Thursday, October 24, 2013

Facebook Politics ("The Facebook Thing" Part 3)

"Have you ever heard of insect politics? Neither have I.
Insects don't have politics. They're very brutal. No compassion, no compromise."
 - Brundlefly "The Fly" (1986)
Facebook is a happy place.  I'm not sure if I have covered that.  If I haven't, then yes, it is a happy place.  We post things about our vacations, the foods we eat and the friends we 'hang with' along the way.   I don't know if people still do it - since I've ceased to receive Christmas cards - but there used to be this thing that circulated where family members wrote letters updating others on their activities throughout the year. It was greeted with the same anticipation as a dose of The Clap.  And the vacation slide shows. Those were great invitations to receive, too.  "Hey, come over and look at photos of all the places you didn't go."
Combine those two things, and you have The Facebook Experience.
That's the "happy place."  That's the place where people say, "Hey, here I am - and there you are - at home, reading about it."  The social cliques that form are interested.  The rest are either bored or click "LIKE" so that they won't have to comment.
Anything that violates the happy place space is viewed in a different light.  There are Facebook cliques.  Internet gatherings of actual friends who grouped together on Facebook.  Clubs, organizations or other such social groups who find a common thread.  That's where the politics comes in.  Not politics as in government and such, but politics as in viewpoints.  Without compassion or compromise.  Clinging to an ideal.
It's the reason your pet is so happy to see you when you get home. He has no politics. There is compassion for every stupid thing you did or comment you made.  He compromises because you bring him food.  It's the ultimate barter system.
In humans, it's our ultimate flaw.  That we cannot tolerate differences, either real or imagined.  When those differences manifest themselves in the written "Status Update" (or, as Facebook says, "What's on your mind?") it really does not want to know - and your "Facebook Friends" really do not want you to tell them.  Your politics become their intolerance.
"Lost my shape trying to act casual."
- David Byrne "Crosseyed and Painless"
You can lose who you are trying to be who others want you to be.  "Be happy," they say. "Facebook is a marketing tool," they say.  "Use it to market yourself."
"I asked him why he used cocaine.  He said, 'It enhances my personality.' 
I said, "What if you're an asshole?"
- Bill Cosby
Facebook cannot change who you are.  It cannot change the politics of others.  Either they accept you for who you are or they do not.  When the Facebook Friendships turned against me, I abandoned the source. 

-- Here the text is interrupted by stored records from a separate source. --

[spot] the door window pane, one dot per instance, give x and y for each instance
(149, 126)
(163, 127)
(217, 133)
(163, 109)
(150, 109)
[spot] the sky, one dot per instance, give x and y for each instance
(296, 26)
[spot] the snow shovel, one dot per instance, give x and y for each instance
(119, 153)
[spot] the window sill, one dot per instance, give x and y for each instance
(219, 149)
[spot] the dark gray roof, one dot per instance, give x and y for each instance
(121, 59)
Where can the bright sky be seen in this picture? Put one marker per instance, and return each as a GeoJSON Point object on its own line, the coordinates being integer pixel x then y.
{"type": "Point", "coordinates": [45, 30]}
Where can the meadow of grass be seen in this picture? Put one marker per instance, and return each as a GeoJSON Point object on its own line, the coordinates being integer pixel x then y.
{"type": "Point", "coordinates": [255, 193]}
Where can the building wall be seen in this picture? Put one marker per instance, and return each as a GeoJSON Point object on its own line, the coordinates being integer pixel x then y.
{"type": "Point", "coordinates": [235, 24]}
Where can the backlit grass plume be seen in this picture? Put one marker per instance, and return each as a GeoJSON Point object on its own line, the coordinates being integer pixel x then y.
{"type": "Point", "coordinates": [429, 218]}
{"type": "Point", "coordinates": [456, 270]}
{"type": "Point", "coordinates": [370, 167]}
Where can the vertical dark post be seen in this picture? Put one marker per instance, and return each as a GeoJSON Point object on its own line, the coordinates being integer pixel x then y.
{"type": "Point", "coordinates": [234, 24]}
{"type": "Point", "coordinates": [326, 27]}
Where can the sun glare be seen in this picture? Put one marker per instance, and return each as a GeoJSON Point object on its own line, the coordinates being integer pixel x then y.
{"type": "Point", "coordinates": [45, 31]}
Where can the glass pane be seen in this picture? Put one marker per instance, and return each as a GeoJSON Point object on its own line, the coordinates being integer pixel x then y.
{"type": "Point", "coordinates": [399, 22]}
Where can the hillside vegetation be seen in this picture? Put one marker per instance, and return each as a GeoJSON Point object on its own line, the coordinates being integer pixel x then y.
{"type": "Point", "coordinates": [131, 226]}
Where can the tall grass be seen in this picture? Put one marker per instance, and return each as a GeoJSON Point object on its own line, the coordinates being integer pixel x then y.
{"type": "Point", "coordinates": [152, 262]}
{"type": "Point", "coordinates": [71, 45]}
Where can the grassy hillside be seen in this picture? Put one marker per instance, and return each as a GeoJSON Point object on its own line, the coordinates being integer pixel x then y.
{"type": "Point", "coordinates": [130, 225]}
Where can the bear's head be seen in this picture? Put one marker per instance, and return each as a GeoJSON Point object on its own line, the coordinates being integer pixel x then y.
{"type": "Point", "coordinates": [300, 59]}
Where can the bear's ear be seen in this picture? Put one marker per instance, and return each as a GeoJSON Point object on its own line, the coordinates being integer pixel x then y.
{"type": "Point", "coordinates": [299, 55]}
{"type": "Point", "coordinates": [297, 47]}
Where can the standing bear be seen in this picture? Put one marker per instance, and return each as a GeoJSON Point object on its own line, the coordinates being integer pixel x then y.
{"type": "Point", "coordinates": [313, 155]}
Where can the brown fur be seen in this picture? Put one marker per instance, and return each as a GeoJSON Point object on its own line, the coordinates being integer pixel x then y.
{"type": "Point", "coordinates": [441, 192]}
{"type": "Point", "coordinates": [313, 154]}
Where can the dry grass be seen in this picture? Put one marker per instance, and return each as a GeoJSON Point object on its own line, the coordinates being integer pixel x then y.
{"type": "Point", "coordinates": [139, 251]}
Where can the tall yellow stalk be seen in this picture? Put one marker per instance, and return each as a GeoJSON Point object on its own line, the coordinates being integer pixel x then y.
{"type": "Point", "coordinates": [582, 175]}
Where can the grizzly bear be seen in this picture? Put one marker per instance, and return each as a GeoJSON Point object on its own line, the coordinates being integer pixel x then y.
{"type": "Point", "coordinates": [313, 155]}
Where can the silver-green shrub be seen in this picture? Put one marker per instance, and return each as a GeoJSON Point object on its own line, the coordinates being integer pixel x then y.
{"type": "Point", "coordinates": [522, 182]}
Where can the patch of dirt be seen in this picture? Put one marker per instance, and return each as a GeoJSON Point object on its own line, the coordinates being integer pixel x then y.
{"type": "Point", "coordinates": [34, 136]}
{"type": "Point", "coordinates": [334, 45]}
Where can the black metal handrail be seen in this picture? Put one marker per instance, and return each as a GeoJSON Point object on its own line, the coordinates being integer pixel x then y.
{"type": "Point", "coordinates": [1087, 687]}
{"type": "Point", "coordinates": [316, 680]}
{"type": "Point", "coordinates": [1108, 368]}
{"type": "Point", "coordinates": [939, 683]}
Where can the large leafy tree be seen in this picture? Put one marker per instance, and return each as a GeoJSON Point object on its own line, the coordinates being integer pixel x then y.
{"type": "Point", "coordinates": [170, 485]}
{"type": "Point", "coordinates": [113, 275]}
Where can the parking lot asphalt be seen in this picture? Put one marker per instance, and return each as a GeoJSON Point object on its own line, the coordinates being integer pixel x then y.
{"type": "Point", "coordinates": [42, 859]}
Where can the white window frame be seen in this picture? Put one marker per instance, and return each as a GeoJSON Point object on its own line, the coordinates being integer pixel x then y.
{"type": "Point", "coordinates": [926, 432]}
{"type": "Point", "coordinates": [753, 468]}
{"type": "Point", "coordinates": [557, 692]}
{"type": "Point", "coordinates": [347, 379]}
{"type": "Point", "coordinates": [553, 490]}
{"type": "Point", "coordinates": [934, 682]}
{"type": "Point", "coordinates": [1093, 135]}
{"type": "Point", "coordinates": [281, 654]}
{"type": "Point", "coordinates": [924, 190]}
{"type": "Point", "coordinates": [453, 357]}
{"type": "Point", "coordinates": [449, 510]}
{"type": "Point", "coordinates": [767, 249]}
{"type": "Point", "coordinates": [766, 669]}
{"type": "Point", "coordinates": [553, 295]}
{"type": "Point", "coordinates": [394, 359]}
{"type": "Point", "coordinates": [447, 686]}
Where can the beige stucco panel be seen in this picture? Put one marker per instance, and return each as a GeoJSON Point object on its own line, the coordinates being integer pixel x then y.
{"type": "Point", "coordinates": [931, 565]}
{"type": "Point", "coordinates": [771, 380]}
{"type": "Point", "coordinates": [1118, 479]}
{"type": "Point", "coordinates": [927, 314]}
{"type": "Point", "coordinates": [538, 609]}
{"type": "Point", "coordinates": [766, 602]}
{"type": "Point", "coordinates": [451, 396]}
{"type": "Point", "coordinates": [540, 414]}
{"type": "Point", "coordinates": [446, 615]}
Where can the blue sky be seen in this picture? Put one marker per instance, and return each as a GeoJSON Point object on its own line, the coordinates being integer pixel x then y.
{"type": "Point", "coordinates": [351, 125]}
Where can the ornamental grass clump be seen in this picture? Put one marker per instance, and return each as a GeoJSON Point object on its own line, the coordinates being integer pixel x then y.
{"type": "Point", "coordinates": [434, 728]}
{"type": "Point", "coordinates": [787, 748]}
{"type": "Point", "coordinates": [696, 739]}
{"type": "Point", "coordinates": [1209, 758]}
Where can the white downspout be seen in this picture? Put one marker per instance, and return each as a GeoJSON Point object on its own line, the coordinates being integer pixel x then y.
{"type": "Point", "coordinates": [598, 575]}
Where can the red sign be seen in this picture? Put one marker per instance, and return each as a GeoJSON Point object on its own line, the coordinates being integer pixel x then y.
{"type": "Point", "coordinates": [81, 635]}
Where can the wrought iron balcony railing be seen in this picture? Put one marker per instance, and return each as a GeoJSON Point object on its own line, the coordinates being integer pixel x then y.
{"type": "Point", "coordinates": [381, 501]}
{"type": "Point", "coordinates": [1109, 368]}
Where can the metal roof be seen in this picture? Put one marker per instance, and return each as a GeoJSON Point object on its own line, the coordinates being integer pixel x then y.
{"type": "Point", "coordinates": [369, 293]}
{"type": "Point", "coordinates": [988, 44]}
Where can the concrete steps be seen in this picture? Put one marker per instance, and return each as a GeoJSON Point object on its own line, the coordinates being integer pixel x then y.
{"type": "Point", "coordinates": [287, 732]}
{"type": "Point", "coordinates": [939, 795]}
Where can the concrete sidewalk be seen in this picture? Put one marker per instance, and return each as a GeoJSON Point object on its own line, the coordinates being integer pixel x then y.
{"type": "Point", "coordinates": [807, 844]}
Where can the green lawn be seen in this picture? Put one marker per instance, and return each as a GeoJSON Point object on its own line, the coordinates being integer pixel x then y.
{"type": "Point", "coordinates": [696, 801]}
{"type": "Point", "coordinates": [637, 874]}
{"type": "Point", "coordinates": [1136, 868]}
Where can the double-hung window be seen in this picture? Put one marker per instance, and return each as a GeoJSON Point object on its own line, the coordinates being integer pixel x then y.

On Facebook (as we discussed in Part 2) when the politics turn ugly, the unfriending begins.  Those of us who have had our share of rejection must abandon the source.  The source is not us. It is not our viewpoint, rather, it is the interpretation of the viewpoint and the reaction that matters.
For those of us who have been alive long enough to remember a world without text messaging, cell phones and the Internet, abandoning this source merely means going back to a time when the world was a more simple place.  Whether that is a good or bad thing is not the issue.  The issue is that we have allowed ourselves to be dragged into the world of social politics.  I have reacted to it.  In some way, it makes me question my own humanity, and it makes me wonder why I allowed myself to be dragged into it.
Why do I need to be "Liked?"  Or, more to the point, why does it matter that I am not liked?  Why is it necessary for me to have friends who I do not really interact with, and only see on the Internet?  I looked inward and I did not like what I saw.  Who cares what I ate for breakfast, where I spent the weekend or who I saw?  Why do I feel this emptiness when I have nothing to post?  Why is it necessary to post photos of the places I have been to show to people who are not there with me?
I like having control over my free will, and I feel as though it had been taken away from me.  Worse, the free will had been stripped away by people who I did not really know, yet found it necessary to unfriend me - when they were not really my friends to begin with.  It's all so confusing.
"Friends can help each other.
A true friend is someone who lets you have total freedom to be yourself - and especially to feel.
Or, not feel. Whatever you happen to be feeling at the moment is fine with them.
That's what real love amounts to - letting a person be what he really is."